The face value of outstanding municipal bonds was $3.7 trillion at the end of September...
I suspect that states, counties and cities are attempting to calculate to what extent they got ripped off in LIBORgate.  If they aren't, they should be.

Interest Rate-Fixing Scandal Swindles Baltimore, Other Municipalities out of Millions of Dollars
In 2011, rate hikes cost DC public transport riders over $109 million, and much of that money is going straight to major Wall Street banks.

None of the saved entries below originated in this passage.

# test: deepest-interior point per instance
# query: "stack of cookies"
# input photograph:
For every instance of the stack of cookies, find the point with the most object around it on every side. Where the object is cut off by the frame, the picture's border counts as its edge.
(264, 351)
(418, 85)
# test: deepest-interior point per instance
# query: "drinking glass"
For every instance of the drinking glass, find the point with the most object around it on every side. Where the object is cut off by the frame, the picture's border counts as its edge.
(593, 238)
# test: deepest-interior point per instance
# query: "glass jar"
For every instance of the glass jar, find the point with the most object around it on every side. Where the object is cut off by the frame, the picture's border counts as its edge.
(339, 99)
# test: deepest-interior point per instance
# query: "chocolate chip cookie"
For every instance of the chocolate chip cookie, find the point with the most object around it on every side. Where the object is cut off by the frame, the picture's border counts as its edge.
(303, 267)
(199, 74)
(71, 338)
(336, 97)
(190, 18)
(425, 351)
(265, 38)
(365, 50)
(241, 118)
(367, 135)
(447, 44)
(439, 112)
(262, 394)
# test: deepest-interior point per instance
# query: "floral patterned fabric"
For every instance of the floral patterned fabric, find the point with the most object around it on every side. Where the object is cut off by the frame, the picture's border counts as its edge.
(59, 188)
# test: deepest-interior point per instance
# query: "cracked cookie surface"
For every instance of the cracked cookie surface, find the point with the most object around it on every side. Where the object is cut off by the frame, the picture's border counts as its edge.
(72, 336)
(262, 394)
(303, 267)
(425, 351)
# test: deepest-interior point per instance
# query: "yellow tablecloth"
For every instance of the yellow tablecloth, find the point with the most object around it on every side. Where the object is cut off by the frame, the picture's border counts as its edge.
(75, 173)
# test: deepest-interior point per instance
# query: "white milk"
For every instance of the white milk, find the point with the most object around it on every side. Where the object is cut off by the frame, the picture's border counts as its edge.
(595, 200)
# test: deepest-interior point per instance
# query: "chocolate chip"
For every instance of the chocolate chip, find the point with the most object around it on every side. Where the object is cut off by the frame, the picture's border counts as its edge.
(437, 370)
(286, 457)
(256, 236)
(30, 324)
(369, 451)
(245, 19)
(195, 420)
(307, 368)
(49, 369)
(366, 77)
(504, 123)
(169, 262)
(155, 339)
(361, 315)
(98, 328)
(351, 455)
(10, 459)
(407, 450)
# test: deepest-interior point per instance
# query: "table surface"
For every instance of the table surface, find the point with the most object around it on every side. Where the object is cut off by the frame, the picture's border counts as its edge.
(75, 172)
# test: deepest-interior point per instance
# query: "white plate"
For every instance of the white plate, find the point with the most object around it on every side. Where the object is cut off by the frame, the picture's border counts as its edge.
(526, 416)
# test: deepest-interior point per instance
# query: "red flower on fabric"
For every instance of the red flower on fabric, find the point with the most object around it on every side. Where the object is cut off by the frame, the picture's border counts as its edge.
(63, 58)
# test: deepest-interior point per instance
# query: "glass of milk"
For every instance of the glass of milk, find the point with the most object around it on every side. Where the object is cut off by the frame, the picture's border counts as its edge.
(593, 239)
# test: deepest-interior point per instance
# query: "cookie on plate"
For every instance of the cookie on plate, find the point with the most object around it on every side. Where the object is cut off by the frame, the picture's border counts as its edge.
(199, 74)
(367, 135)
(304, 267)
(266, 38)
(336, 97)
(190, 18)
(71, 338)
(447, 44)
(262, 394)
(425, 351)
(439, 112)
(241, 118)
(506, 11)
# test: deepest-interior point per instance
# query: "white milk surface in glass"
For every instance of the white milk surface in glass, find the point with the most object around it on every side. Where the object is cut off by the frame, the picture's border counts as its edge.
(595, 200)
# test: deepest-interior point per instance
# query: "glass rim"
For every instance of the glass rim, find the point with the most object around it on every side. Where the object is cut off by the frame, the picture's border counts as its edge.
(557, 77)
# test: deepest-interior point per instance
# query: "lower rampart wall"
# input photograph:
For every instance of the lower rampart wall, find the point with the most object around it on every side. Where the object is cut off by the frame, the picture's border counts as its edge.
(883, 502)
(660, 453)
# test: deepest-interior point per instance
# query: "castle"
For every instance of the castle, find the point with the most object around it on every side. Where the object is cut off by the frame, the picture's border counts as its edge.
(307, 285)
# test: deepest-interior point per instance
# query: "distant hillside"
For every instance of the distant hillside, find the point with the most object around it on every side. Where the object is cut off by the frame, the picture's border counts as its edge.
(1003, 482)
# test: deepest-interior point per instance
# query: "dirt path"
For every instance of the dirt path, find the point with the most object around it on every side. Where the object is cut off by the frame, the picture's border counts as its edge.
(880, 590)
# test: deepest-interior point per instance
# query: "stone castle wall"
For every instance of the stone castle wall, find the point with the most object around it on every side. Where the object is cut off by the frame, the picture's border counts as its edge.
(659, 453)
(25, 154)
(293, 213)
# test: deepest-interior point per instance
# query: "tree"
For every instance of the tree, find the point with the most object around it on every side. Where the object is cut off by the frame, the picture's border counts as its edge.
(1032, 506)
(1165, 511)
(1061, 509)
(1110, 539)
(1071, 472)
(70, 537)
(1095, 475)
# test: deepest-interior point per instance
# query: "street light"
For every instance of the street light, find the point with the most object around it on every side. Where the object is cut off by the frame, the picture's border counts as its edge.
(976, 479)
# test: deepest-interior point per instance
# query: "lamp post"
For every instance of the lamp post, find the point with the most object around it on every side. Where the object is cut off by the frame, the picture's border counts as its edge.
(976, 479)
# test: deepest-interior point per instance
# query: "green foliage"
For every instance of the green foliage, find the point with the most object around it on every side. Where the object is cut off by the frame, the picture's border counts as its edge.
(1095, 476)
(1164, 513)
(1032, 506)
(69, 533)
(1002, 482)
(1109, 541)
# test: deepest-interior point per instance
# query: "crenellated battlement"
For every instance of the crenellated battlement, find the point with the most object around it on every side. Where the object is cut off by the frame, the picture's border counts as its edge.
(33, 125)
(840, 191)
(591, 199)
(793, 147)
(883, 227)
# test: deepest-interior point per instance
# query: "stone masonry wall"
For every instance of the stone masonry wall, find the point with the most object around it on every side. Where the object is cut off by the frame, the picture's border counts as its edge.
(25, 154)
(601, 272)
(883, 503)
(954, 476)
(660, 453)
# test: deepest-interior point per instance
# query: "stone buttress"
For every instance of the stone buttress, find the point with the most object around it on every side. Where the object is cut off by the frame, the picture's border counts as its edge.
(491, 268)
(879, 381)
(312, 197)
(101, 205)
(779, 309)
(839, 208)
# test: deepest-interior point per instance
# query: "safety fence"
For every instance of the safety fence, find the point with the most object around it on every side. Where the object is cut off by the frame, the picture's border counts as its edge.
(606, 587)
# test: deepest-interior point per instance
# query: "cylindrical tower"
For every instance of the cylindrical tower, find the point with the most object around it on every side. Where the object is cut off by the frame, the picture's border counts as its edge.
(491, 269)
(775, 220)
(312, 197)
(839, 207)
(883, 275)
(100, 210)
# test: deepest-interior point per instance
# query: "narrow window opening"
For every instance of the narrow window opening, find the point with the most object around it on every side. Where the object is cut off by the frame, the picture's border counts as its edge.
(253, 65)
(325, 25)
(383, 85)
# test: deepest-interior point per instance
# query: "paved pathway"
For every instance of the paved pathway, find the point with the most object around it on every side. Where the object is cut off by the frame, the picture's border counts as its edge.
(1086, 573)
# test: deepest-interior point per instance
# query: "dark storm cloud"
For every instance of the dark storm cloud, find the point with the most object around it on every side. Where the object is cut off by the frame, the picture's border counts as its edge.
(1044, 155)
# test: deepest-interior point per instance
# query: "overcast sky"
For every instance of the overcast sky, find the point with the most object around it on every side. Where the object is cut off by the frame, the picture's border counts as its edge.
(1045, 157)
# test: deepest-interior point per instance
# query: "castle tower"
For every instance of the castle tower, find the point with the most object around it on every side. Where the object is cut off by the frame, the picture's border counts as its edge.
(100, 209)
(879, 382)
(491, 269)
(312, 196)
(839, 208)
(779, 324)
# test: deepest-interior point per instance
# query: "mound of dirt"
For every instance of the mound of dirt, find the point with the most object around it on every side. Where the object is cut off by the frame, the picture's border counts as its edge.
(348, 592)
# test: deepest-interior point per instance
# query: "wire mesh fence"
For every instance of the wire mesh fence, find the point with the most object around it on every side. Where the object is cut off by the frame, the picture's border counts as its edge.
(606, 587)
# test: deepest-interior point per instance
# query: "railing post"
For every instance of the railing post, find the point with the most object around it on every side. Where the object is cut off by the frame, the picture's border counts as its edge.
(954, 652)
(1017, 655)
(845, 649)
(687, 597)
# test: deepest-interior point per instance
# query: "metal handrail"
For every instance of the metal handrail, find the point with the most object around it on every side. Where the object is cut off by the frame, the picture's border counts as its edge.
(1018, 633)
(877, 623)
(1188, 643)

But only recently have observers begun to find out why.


According to a recent report from the Refund Transit Coalition, more than 100 government units nationwide - transit agencies, pension funds, and municipalities - are currently tied into more than 1,100 different debt-swap-deals with major banks.

And a large portion of those deals pegged the interest rates paid out to public-sector investors to the London Interbank Offered Rate, or Libor. Ongoing investigations into Barclays and other major financial institutions have found that banks conspired to manipulate Libor as far back as 2005, resulting in massive profits for some insider-traders and massive losses for thousands of investors around the world.

The city of Baltimore is taking all 19 of the banks responsible for setting Libor to court, alleging that the suppression of Libor lost the city millions on its debt-swapping agreements.
What we actually know about the extent of the LIBORgate fraud is barely the tip of the iceberg or probably more like the head of a straight pin.

LIBORgate is HUGE and it's not likely that any government body can cover it up because civil lawsuits alleging outright fraud will be flying fast and furious.